Matka spała w rowie

W miniony piątek, 3 sierpnia, kilka minut po północy jeden z mieszkańców Jastrzębia zobaczył niecodzienny widok na skrzyżowaniu ulic Szybowej i Połomskiej. W przydrożnym rowie, w okolicach osiedla Przyjaźń, spała młoda kobieta, a wzdłuż drogi oraz po skrzyżowaniu chodziła trzyletnia dziewczynka i wręcz zanosiła się od płaczu.

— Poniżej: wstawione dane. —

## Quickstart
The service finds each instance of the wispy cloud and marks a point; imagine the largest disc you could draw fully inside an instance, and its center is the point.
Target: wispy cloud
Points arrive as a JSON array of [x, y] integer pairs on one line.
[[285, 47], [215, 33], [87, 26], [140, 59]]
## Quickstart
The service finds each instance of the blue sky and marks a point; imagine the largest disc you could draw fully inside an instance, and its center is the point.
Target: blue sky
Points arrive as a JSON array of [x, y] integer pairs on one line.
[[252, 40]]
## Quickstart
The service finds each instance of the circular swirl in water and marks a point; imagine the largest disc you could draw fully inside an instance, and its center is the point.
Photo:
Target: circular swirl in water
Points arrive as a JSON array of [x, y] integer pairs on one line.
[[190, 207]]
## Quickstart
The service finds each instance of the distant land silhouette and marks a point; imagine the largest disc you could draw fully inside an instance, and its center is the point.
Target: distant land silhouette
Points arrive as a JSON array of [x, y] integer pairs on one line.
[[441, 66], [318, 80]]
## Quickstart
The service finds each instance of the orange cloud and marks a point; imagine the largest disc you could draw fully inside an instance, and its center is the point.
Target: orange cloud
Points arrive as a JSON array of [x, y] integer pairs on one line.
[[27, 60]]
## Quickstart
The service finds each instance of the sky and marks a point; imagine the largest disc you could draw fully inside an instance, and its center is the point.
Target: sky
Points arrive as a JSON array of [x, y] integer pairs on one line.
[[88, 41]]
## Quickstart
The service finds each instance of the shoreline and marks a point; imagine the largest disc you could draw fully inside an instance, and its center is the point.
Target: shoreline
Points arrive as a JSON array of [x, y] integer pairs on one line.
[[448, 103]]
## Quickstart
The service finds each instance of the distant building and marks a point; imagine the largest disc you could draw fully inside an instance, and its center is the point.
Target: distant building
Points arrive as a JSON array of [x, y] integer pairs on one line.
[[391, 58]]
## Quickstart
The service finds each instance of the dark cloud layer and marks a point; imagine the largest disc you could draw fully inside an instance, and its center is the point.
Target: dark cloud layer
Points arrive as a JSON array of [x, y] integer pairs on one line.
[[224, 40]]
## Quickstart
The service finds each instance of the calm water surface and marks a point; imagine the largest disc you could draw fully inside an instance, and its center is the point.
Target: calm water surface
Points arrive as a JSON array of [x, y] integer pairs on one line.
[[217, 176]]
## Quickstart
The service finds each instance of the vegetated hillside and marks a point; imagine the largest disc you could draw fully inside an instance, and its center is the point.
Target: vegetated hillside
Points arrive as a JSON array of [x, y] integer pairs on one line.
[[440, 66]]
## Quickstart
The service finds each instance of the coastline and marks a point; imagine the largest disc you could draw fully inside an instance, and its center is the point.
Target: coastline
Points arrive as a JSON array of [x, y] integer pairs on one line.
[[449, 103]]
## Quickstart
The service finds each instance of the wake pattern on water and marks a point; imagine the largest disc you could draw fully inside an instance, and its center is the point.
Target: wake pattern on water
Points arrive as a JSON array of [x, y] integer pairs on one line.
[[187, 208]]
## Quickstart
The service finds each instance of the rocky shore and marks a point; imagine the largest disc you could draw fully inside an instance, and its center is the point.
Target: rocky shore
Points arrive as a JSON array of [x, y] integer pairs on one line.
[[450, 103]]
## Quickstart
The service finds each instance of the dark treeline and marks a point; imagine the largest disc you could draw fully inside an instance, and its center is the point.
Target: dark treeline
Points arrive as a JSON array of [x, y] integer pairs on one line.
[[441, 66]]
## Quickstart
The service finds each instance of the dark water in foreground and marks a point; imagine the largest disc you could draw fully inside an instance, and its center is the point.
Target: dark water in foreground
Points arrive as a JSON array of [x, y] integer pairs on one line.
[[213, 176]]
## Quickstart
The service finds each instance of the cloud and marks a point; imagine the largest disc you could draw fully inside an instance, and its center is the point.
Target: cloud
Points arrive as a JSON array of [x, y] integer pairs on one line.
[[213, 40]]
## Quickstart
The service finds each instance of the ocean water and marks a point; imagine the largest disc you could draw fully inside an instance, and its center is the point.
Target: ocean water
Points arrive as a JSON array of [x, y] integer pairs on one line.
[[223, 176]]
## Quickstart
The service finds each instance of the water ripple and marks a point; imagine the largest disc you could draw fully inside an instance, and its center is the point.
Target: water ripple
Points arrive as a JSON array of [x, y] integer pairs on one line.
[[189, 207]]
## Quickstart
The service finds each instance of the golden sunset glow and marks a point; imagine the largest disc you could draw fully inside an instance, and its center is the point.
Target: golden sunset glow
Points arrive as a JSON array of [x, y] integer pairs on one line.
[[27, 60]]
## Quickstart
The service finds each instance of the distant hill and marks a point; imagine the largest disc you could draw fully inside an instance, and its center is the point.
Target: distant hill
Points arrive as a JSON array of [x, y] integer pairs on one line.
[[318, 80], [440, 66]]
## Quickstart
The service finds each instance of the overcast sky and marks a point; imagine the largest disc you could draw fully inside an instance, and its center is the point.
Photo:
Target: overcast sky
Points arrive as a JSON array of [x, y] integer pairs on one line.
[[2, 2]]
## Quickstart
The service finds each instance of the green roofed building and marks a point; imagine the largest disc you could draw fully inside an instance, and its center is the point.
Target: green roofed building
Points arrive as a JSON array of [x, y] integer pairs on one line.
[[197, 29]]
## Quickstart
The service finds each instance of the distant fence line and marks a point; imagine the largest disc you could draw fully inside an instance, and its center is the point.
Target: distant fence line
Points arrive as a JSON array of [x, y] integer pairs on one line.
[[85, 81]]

Mężczyzna natychmiast zaalarmował straż miejską. Kiedy stróże porządku zjawili się na miejscu, stwierdzili, że kobieta nie jest w stanie zająć się dzieckiem, bo jest zbyt pijana, więc wezwali policję. Funkcjonariusze zawieźli dziewczynkę do szpitala. Po przebadaniu stwierdzono, że na szczęście małej nic nie dolega. Była tylko bardzo wystraszona i zziębnięta. Została umieszczona w pogotowiu opiekuńczym. Najprawdopodobniej trafi do rodziny zastępczej. 29-letnia, jak się okazało, matka miała ponad 2 promile alkoholu w wydychanym powietrzu. Na widok policjantów stała się bardzo agresywna, arogancka i wulgarna. Została zatrzymana do wytrzeźwienia. Udało się ją przesłuchać dopiero na drugi dzień.
Mundurowi ustalili, że była częstym gościem pobliskich barów, i to niejednokrotnie w towarzystwie trzyletniej córki. Ludzie to widzieli, ale niestety żaden ze świadków nigdy nie zgłosił tego ani policji, ani straży miejskiej. Kobiecie zostaną postawione zarzuty sprowadzenia na własne dziecko niebezpieczeństwa utraty zdrowia oraz znieważenia policjantów.